La tambaleante IA y la ciencia experimental

El uso de la IA para la ciencia plantea interrogantes.

La inteligencia artificial (IA) se está convirtiendo cada vez más en parte de nuestra vida diaria. Ya sea para mejorar nuestra productividad, ayudarnos con determinadas tareas o incluso hacernos la vida más fácil, la IA es ahora un componente con el que debemos contar. Como el resto de industrias, la comunidad científica no es ajena al desarrollo de estas máquinas supuestamente capaces de reproducir la inteligencia humana. Y cada vez más, estos se utilizan en la investigación. Este es particularmente el caso de un estudio reciente1 publicado en la revista médica Naturalezaque tenía como objetivo “prevenir riesgos” vapear para la salud.

Utilizando una red neuronal, los autores de la investigación intentaron predecir las transformaciones que sufrirían 180 productos utilizados para diseñar sabores de e-líquidos como parte de una reacción de pirólisis. Estos productos estaban compuestos por 66 ésteres, 46 cetonas/aldehídos, 27 alcoholes/acetales, 26 aromáticos/heterociclos/carbociclos y 15 ácidos carboxílicos/amidas.

La pirólisis es la descomposición química de compuestos orgánicos inducida por el calor. En otras palabras, se trata de nuevos productos creados por un e-líquido cuando se calienta durante el vapeo.

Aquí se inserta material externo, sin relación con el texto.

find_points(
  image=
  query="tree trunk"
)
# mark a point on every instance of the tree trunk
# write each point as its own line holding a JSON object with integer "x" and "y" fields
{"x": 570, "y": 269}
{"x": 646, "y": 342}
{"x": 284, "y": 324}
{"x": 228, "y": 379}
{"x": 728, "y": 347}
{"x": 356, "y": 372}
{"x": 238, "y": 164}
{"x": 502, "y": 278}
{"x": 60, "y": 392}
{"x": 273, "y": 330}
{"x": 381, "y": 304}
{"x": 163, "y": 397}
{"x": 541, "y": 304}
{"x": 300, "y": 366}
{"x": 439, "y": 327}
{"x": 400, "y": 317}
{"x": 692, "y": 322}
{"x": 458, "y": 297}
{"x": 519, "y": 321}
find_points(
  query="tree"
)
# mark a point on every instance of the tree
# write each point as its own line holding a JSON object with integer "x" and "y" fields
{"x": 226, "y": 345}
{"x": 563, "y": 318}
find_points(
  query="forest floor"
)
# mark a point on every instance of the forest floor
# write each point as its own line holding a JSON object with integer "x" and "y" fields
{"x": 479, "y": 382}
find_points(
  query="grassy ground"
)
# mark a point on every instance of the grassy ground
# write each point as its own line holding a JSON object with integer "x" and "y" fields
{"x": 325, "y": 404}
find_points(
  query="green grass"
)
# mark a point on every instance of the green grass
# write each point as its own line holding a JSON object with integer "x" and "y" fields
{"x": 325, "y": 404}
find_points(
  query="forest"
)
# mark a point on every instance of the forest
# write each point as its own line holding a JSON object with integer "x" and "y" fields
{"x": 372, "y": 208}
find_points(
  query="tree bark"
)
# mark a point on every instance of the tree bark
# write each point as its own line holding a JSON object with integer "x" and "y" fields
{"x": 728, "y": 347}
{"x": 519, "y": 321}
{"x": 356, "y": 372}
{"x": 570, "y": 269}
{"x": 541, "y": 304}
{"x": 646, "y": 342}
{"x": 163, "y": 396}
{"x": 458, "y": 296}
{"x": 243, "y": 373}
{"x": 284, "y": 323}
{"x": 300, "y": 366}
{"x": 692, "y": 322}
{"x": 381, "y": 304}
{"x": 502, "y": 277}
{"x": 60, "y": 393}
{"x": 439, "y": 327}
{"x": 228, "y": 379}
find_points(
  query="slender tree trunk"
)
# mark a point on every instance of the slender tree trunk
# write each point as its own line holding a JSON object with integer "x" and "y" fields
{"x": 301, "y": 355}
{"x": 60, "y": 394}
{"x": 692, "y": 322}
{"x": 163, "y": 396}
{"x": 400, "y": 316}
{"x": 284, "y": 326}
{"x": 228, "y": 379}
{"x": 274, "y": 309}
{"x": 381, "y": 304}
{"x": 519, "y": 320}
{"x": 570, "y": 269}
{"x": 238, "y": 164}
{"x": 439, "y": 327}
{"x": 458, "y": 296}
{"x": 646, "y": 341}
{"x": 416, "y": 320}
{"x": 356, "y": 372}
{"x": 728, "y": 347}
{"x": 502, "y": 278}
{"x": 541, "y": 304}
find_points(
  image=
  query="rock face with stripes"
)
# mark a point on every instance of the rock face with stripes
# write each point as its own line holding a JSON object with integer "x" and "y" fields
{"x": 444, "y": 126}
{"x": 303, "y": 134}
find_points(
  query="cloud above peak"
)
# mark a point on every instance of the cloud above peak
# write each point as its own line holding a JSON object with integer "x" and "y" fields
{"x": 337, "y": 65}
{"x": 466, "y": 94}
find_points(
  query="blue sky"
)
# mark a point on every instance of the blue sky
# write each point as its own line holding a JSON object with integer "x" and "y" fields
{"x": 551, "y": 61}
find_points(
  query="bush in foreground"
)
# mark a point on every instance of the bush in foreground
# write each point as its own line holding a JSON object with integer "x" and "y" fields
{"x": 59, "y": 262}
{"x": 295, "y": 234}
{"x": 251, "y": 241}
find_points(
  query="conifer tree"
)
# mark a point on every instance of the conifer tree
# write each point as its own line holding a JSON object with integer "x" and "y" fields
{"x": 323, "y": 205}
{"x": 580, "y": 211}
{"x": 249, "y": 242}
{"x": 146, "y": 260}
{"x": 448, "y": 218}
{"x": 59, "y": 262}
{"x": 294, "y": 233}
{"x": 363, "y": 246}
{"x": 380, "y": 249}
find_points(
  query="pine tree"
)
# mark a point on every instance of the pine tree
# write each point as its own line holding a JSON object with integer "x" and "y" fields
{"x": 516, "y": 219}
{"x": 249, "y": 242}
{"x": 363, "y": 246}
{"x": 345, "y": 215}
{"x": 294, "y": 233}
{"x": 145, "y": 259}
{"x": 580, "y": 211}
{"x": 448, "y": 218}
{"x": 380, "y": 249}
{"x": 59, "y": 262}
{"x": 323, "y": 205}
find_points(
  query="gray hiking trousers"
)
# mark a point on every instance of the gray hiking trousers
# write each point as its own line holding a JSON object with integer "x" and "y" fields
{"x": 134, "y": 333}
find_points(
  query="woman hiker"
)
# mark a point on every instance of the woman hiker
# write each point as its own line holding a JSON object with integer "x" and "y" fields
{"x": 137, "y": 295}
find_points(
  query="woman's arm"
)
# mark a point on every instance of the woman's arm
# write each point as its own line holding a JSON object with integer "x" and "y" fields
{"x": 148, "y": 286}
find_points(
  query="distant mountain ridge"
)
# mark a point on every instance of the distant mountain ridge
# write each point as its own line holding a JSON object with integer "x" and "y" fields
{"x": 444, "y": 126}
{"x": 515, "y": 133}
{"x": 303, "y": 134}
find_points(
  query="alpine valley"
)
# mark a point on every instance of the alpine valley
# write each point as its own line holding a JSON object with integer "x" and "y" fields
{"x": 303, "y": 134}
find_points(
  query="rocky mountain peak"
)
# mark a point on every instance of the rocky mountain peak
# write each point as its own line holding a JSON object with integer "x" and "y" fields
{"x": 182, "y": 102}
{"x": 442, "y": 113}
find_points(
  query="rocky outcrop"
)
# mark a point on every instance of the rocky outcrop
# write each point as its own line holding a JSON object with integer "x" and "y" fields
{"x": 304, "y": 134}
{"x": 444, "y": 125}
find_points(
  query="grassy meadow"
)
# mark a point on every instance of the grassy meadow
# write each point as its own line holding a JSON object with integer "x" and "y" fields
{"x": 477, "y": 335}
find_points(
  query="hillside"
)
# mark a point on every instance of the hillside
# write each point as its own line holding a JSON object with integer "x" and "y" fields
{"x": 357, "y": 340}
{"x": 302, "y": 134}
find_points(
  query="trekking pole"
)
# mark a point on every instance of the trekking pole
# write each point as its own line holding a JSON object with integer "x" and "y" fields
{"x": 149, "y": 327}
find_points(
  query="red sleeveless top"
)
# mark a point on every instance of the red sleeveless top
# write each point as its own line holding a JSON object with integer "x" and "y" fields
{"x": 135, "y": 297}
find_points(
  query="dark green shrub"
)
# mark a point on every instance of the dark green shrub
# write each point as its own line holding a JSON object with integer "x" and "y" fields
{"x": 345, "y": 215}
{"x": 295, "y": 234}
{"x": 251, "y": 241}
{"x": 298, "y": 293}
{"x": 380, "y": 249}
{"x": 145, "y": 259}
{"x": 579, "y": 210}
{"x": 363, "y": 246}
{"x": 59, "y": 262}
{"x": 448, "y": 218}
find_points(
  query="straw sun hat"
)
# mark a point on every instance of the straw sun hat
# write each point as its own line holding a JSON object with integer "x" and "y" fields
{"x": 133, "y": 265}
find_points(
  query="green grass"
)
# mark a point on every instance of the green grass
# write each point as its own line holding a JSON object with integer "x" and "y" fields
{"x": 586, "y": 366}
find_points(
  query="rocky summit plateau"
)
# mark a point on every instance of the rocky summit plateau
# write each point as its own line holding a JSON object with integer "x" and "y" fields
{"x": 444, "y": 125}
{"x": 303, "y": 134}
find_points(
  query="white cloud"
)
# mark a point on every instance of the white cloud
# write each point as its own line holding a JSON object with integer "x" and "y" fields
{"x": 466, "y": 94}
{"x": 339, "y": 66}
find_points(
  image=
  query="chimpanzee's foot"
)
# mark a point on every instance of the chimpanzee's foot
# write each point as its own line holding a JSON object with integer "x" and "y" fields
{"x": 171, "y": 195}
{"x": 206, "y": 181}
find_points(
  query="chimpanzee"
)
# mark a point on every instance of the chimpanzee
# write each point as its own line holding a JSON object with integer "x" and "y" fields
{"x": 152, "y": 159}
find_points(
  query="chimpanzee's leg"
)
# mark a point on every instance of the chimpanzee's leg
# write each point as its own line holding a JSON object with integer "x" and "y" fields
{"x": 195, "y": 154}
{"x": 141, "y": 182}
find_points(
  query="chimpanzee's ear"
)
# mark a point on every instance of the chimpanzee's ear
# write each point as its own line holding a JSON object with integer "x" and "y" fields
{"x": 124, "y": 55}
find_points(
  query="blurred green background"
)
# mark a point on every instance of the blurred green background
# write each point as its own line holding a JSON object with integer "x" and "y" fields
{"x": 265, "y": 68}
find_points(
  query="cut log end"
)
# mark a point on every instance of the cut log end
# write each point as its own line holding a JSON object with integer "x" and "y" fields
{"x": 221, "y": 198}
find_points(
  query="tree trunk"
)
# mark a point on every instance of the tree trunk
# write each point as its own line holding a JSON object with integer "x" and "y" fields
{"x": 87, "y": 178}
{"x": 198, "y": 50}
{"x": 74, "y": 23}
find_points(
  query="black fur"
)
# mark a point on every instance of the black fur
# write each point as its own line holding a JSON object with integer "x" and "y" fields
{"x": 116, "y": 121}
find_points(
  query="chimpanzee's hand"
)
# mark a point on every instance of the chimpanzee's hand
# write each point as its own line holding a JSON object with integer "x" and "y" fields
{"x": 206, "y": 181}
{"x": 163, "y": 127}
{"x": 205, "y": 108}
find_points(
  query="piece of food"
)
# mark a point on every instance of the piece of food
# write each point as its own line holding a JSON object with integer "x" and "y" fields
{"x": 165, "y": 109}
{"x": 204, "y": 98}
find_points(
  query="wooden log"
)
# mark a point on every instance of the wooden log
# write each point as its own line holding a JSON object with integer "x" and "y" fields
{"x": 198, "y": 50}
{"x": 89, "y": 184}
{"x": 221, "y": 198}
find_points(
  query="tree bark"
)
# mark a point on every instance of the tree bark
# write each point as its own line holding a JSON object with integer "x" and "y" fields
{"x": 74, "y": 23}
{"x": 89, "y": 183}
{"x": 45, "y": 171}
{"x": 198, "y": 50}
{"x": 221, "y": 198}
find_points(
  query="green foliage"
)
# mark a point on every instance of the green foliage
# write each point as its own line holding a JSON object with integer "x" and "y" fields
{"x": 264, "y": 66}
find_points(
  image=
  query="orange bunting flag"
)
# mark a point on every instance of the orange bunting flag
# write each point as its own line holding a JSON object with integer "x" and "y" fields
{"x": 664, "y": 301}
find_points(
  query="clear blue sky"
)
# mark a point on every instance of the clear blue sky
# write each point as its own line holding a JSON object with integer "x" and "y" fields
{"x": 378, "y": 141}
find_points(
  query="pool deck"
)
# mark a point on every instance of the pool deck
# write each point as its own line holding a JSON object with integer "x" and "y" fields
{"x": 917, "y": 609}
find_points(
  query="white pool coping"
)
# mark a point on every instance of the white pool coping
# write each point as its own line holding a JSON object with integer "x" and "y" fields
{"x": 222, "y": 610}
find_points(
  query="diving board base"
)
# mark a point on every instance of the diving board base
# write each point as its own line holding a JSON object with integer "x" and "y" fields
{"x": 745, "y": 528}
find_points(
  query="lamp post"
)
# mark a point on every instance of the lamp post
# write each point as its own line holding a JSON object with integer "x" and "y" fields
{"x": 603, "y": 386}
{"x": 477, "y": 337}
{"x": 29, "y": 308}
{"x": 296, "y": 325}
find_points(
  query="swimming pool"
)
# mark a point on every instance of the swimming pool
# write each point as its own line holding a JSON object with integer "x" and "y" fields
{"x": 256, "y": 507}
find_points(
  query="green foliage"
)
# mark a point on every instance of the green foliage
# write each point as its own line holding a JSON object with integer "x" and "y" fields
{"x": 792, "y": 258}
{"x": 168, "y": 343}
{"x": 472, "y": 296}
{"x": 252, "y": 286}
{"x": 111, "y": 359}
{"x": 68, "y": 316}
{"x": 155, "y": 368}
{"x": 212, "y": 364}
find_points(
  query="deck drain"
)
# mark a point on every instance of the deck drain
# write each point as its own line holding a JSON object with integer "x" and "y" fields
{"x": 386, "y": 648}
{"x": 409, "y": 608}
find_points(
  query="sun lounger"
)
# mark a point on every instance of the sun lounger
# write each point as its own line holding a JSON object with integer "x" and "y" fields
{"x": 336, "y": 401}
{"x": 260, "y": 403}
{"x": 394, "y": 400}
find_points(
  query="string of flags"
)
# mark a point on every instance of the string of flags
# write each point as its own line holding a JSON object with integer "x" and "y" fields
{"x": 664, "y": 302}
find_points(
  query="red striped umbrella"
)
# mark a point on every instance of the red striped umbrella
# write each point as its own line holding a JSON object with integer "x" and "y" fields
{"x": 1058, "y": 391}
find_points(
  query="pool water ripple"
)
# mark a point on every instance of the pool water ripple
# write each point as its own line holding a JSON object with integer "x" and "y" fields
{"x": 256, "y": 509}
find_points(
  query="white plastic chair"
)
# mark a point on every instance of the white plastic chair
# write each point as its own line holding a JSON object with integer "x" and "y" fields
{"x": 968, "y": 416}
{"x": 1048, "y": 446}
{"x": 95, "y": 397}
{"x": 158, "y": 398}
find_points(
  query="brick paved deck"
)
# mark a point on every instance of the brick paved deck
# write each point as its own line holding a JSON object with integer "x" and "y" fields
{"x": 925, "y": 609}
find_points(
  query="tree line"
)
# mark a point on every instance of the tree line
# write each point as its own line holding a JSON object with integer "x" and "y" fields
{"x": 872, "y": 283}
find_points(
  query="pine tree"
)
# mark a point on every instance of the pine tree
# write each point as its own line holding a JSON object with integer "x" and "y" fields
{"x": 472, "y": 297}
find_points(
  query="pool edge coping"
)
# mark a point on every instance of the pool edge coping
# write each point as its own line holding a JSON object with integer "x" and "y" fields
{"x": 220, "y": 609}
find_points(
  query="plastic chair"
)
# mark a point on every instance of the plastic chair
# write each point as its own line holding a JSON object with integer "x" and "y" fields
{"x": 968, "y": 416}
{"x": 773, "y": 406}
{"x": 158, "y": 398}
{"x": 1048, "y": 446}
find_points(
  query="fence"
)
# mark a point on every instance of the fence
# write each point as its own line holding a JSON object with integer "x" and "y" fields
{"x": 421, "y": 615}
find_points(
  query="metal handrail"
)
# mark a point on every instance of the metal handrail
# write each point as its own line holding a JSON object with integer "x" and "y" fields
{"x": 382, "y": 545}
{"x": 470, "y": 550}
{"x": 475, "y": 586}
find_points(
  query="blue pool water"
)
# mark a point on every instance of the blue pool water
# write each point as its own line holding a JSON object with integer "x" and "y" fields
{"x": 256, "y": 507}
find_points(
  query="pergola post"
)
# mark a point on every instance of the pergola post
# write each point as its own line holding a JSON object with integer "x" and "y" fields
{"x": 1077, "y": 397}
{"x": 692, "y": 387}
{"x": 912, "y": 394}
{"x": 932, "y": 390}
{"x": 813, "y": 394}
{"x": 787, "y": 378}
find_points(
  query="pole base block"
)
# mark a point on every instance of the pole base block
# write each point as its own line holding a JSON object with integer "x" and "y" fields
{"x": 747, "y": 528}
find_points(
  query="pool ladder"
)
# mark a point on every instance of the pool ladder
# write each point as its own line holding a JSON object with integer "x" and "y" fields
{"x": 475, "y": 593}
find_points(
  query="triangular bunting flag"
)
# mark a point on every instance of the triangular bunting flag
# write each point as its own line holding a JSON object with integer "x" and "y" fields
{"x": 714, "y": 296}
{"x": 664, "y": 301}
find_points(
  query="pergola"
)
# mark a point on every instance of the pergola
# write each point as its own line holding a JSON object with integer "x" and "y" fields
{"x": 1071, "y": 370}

Datos producidos por la inteligencia artificial, entregados a la inteligencia artificial

Así, con la ayuda de la inteligencia artificial y “datos experimentales de espectrometría de masas de impacto electrónico”, los autores de la investigación pudieron predecir las transformaciones químicas de cada uno de los 180 compuestos estudiados, y sus productos asociados. Luego, otra inteligencia artificial se encargó de asignarles una puntuación de probabilidad, es decir, las posibilidades de que cada producto haya sido realmente creado tras la pirólisis del producto original del que procede. En total, las predicciones de la IA mostraron que se crearían 7.307 productos como resultado del calentamiento de los 180 compuestos originales. Una cifra que se sitúa en 4.524 una vez eliminados los duplicados del mismo sabor.

Luego se extrajeron datos específicos de los resultados y luego se los volvió a introducir en una IA para fusionarlos con otros datos. “datos experimentales”. El propósito de este procedimiento era identificar los productos de pirólisis más probables para cada uno de los 180 compuestos originales y luego poder asignarles riesgos para la salud.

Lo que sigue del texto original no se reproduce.